2 minute read
My Day Job And Creativity
January 4, 2017
In school I trained in an engineering curriculum and I’m relatively new to the creativity thing, so now I think a lot about the meaning behind my creative work and how I do it. Other creative people around me have a range of approaches to what they make, and it seems I’m on the more metered end of the spectrum. Sometimes I question my thoughtful approach, and so to be more spontaneous I go out into the nearby environment with just a camera to see what I can find, normally I don’t even have a goal other than just finding a few patterns to go with but sometimes I have nothing in mind when I walk away from my day job into the meadow. Random spontaneous walks with the camera help me to forget the structure demanded by the day job and helps me think in more abstract ways. It also gives me the opportunity to think more about what I see through all the looking that I do.
Since everyone has a phone and they can all make snapshots, I wanted to do more than just that. Part of my walking around and shooting is an exercise in thinking abstractly about what I see because, as you may have read from Myesha’s postings, my tendency is to look at the big picture (landscape) instead of the details. So walking around helps me think more clearly. I challenge myself to find interesting contrasts and shape analogies, and normally monochrome works best for this type of composition because it allows focus on the abstract form instead of color. With all the snow on the ground now it’s easy to walk around the property and find things to make into images.

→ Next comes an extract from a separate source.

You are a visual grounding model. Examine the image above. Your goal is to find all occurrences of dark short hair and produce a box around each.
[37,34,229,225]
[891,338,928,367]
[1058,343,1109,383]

I’ve always been fascinated with winter — cold winter, not southern us winter. When I lived in Chicago people used to complain about the snow and cold and I never understood why because my favorite times were during snowstorms. Moving back to Houston and 75 degree decembers was an anti-climax that I couldn’t get used to.
Now we hike in the snow above our knees, and I’m able to combine the joy of subzero hiking at night with our son with thinking creatively about imaging.